Watson recommends doctors opt out of Medicare now. Otherwise, they will automatically participate in the new bill. Moreover, Watson has dropped his membership in the American Osteopathic Association (AOA) due to its support of the new bill. According to Waymack, just as bioethicists are not thrilled with concierge medicine, they don’t approve of doctors opting out of Medicare. He says they believe that practicing medicine is more than just a business—it’s about doctors responding to the suffering of patients who come to them.
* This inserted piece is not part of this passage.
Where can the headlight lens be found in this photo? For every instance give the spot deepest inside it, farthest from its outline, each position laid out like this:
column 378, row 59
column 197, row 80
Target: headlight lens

In that sense, medicine doesn’t work like a regular business. “If
opting out is a political protest that Medicare ought to pay more and this is a way to get public attention, one might think a little differently of this action,” he says. The elderly are at particular risk if more physicians opt out, Waymack says. This is because they are less likely to make major changes in their lives such as finding a new physician if theirs opts out.
“This makes them vulnerable. They are a captive audience.” Whatever the ethical slant, Park says the wheel has been set in motion. “As Medicare gets more complicated and more bureaucratic, doctors will completely opt out,” he says. Three to four years ago, Medicare was one of the better paying carriers.
Now, Park says, it is one of the worst. In order to keep more doctors from dropping out, Medicare will need to streamline the process and follow its own rules, and if reimbursements are cut by 5 to 10 percent to keep costs down, “doctors will leave in droves.” In Park’s opinion, the healthcare system is so broken; he doesn’t have much hope for it even with a new law.
Waymack agrees that there is a problem with how we spend our Medicare dollars, but the problem isn’t unique to Medicare. There is wasted Medicare money on interventions that don’t do much good. For example, doctors are being reimbursed for procedures when it’s questionable whether the procedure will be beneficial or not, but there is an economic incentive to do it, even at the rate they are being paid.
As a healthcare ethicist, Waymack has his own words of advice to those just entering the medical field: “Think about the social good side of medicine as a profession. Medicine isn’t a job like selling automobiles or real estate—it’s a profession. Part of the baggage of that profession is not only certain privileges but also certain obligations. In my mind, the long-term solution rather than opting out is to persuade, argue, or lobby for a more rational Medicare reimbursement system.”